Aux formules alambiquées de plusieurs candidats correspondent certains propos plus directs. À droite, Nicolas Sarkozy, lundi, appelait à "raisonner Airbus" plutôt que "France ou Allemagne" . Le même jour, François Bayrou, sur TF1, critiquait "la manière dont sont organisés les rapports entre la direction d'Airbus et l'État" . Le ministre de l'Economie ne s'est pas, lui, empêtré dans les formules. Le 19 février, Thierry Breton indiquait en effet, à propos d'Airbus, qu' "il faut maintenant que ce soit l'entreprise, et l'entreprise seule, qui prenne ses responsabilités" , ajoutant que "toute interférence (de l'État) serait contre-productive" . À gauche, le président du groupe socialiste à l'Assemblée nationale a demandé "que, pour ne pas fragiliser l'avenir du groupe EADS et Airbus, l'État prenne ses responsabilités et se substitue" . "C'est la garantie que cette entreprise ne soit pas à terme démantelée" , a ajouté Jean-Marc Ayrault. Pour le PCF, Marie-George Buffet a estimé que "s'agissant d'une industrie aussi structurante pour nos pays, les États doivent prendre leur responsabilité et, par leur participation augmentée au capital, avoir une influence directe sur la stratégie d'entreprise d'EADS" .

 

2.Que fait l'État ?

 

Pourtant, les États sont bel et bien intervenus dans le dossier Airbus. Des tractations ont eu lieu vendredi entre Angela Merkel et Jacques Chirac sur le dossier, les États allemands et français déterminant en catimini la répartition du fardeau social de part et d'autre du Rhin. Comme dans un scénario bien réglé, les décisions industrielles sont prises bien en amont, sous pression des marchés financiers.
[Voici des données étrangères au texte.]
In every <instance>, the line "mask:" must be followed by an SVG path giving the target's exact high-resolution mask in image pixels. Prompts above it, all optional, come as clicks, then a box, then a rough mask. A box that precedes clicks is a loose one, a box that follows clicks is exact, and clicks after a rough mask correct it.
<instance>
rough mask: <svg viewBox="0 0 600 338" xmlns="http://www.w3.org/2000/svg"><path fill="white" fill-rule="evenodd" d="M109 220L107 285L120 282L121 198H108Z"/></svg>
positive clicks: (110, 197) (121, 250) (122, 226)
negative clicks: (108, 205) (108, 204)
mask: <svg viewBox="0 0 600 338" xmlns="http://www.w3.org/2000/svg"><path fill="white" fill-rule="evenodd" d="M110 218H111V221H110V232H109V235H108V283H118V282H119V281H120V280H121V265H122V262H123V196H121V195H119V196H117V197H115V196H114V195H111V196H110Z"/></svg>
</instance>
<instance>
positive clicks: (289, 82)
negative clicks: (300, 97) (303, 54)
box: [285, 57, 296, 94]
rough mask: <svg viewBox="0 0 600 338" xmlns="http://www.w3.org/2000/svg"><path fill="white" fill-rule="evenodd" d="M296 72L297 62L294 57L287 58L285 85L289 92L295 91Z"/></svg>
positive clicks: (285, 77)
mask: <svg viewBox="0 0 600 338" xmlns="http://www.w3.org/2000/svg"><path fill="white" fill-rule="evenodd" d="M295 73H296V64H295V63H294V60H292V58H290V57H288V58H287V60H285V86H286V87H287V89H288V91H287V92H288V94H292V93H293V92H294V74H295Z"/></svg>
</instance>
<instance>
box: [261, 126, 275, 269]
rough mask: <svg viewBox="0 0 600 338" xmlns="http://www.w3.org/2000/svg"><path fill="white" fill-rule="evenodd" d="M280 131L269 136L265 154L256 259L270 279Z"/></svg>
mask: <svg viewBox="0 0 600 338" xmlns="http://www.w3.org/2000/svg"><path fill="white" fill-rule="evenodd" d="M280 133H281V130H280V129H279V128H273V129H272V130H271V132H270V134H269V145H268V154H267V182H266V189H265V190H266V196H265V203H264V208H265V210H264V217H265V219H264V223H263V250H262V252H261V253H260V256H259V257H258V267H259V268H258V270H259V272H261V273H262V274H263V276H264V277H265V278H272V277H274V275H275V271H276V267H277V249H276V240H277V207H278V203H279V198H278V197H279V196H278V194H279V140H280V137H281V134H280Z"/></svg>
Une fois les décisions arrêtées et engagées, le gouvernement ne propose aux salariés que de vagues "groupes de travail" . Dans le dossier Alcatel-Lucent, Gérard Larcher, ministre délégué à l'emploi, ne trouve à proposer aux syndicats que de discuter "sur l'avenir des télécoms en France" . "Comment discuter sereinement avec une épée de Damoclès au-dessus de la tête ! " , a rétorqué au ministre la CFDT d'Alcatel-Lucent.

 

3.Quel objectif vise la politique industrielle ?

 

Sous la droite, l'État est omniprésent dans les dossiers industriels, y compris pour des firmes privées, comme dans le dossier Alstom par exemple. L'État français, par l'entremise du ministre de l'Économie de l'époque, Nicolas Sarkozy, avait racheté 20 % du capital d'Alstom et avait garanti 65 % des 3,5 milliards d'euros de refinancement du groupe. Le plan de "sauvetage" de l'actuel candidat UMP s'était conclu par 8 500 suppressions d'emploi, particulièrement dans les filiales (Alstom Marine notamment) et chez les sous traitants. Par contre, la trésorerie a été regonflée pour pouvoir, à terme, reverser un dividende aux actionnaires. De même, l'État intervient au travers des exonérations fiscales des pôles de compétitivité sans contre-partie pour l'emploi. Jacques Chirac, avec le PDG de Saint-Gobain et des confédérations syndicales (CGT et CFDT notamment) , a décidé d'engager 2 milliards d'euros de fonds publics, à travers l'Agence de l'innovation industrielle, pour aider les groupes français à conquérir les "grands marchés de demain" , là aussi, sans aucun engagement pour l'emploi.